10. An extension of the previous point:

This is perhaps the biggest shortcoming of Cloud Atlas: Its compression. The film runs to an epic three hours, but somehow feels rushed.

There’s not enough space for characters to develop, and because the film has created a system through which characters are essentially reiterations of previous “selves,” the changes that the characters do undergo seem like fore drawn conclusions. Perhaps the most drastic example comes in the fabricant Sonmi-451. She’s an emblematic character to the narrative, a messianic figure, and her catechism provides the novel’s perhaps strongest exploration of what it means to be human and free. While the film hardly botches the Sonmi-451 segment, it doesn’t devote enough time to showing her revolutionary arc.
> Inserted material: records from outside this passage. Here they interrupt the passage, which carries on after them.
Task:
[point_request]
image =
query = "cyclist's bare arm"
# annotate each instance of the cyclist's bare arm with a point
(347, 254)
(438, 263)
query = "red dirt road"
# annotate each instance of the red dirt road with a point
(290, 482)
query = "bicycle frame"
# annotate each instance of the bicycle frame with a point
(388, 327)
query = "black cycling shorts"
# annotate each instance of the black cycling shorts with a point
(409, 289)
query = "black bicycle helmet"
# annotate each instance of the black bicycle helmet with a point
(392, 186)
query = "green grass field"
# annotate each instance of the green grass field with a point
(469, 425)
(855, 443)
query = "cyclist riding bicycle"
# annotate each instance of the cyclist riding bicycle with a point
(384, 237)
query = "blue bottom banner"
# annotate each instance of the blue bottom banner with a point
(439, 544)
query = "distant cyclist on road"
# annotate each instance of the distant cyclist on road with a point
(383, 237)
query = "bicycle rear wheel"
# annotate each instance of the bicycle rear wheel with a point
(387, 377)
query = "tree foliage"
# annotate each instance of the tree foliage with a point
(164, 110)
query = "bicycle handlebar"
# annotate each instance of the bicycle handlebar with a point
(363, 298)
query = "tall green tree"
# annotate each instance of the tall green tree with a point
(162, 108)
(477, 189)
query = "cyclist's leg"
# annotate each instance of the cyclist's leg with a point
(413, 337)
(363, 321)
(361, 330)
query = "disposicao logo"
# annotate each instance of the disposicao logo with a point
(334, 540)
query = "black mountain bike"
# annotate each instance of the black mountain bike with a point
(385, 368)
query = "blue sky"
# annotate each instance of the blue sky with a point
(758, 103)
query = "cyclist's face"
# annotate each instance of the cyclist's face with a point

11. I know, I know—the film is already three hours, and here I am asking for more.

Suggestion: Cloud Atlas might have been much stronger as a twelve part miniseries, giving its characters and themes room to breathe and grow.

Another suggestion: Cloud Atlas as a one-man theatrical show starring, I don’t know, Gary Oldman (?). 75 minutes tops.

12. My criticisms might seem overly nitpicky, and to be clear, they are from the perspective of someone who read and enjoyed the book first. Still, I hate to fault the Wachowskis and Tykwer for their ambition, scope, technical prowess, and, oddly, their restraint. The film is far more focused and coherent than it has any right to be and its themes come through clearly. The filmmakers show a deep respect for Mitchell’s novel as well as the film’s audience while at the same time offering their own personal interpretation of the source material. When Cloud Atlas stumbles or outright fails, it does so on its own terms—which is why I think the film ultimately succeeds.